According to Hong Leong Investment Bank (HLIB) Research, the Malaysian construction sector is poised for a significant upturn in 2024. This is due to an array of large-scale infrastructure projects, which are part of the government’s budgeted development expenditure of RM90 billion.
This reflects a robust 7.9% year-on-year increase, setting a bullish tone for the industry, particularly after the exclusion of the 1MDB bond from the calculations. Key projects that are expected to drive this growth include the Pan Borneo Sabah Phase 1B, extensive flood mitigation works, the Penang LRT, the Sabah-Sarawak Link Road, and the LRT3 reinstatement.

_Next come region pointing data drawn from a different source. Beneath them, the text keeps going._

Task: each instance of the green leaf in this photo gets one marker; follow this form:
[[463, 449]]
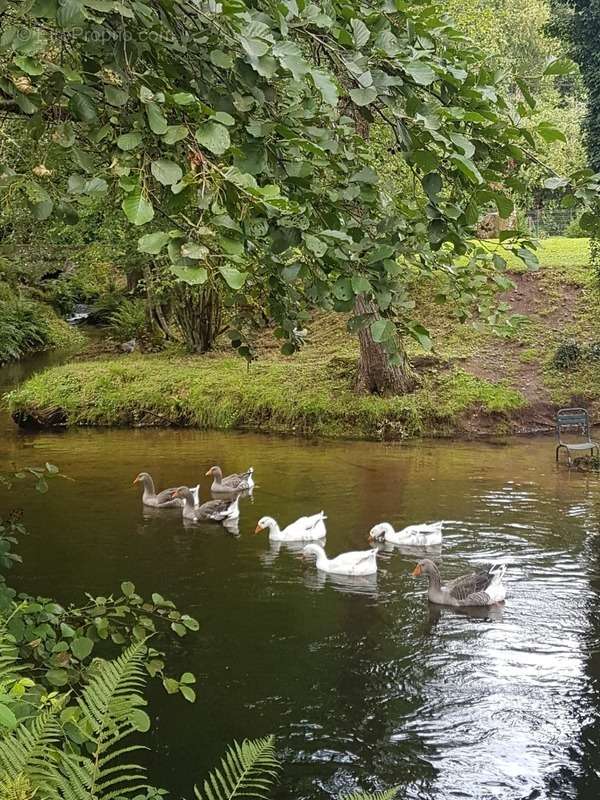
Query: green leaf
[[361, 33], [432, 184], [360, 285], [214, 137], [233, 277], [221, 59], [137, 208], [7, 716], [224, 118], [156, 120], [326, 85], [193, 276], [194, 250], [382, 330], [550, 133], [64, 134], [83, 107], [152, 243], [362, 96], [559, 66], [115, 96], [140, 720], [57, 677], [70, 14], [468, 168], [166, 172], [178, 628], [420, 72], [175, 133], [555, 183], [29, 65], [171, 685], [81, 647], [188, 693], [129, 141], [291, 58], [315, 245], [184, 98], [465, 145]]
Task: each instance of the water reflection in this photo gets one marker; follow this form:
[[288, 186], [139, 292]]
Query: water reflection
[[363, 682]]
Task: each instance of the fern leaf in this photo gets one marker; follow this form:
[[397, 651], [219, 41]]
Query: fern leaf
[[386, 794], [247, 769]]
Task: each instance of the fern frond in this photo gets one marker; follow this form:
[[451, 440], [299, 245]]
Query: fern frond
[[26, 749], [108, 705], [247, 770], [386, 794]]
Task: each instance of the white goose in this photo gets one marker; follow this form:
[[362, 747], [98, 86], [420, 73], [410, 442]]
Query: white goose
[[422, 535], [303, 529], [360, 562]]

These ambitious projects are not only anticipated to bolster the construction sector’s contract awards but also to underpin a more sustained orderbook growth phase, especially for top industry players like Gamuda Bhd and Sunway Construction Bhd. The MRT3 project, with its tender validity extended to March 2024, also adds to the optimistic outlook, alongside the potential kick-off of other infrastructural ventures such as the KL-SG HSR and the Johor LRT.
The Special Economic Zone and Special Financial Zone in Johor are particularly noteworthy due to their ‘greenfield’ status, says HLIB – suggesting that these regions are untapped and may offer fresh construction opportunities.
Further support for the sector’s growth comes from the government’s focus on fiscal space expansion through subsidy rationalisation, potentially freeing up more funds for infrastructure development. The finance sector’s debottlenecking efforts and the expected increase in water sector capex, driven by tariff hikes, also contribute positively to the construction sector’s prospects.
Cost pressures that have been a concern in recent times appear to be easing, with most input costs expected to remain stable. However, there could be some impact from the gradual implementation of fuel subsidy rationalisation.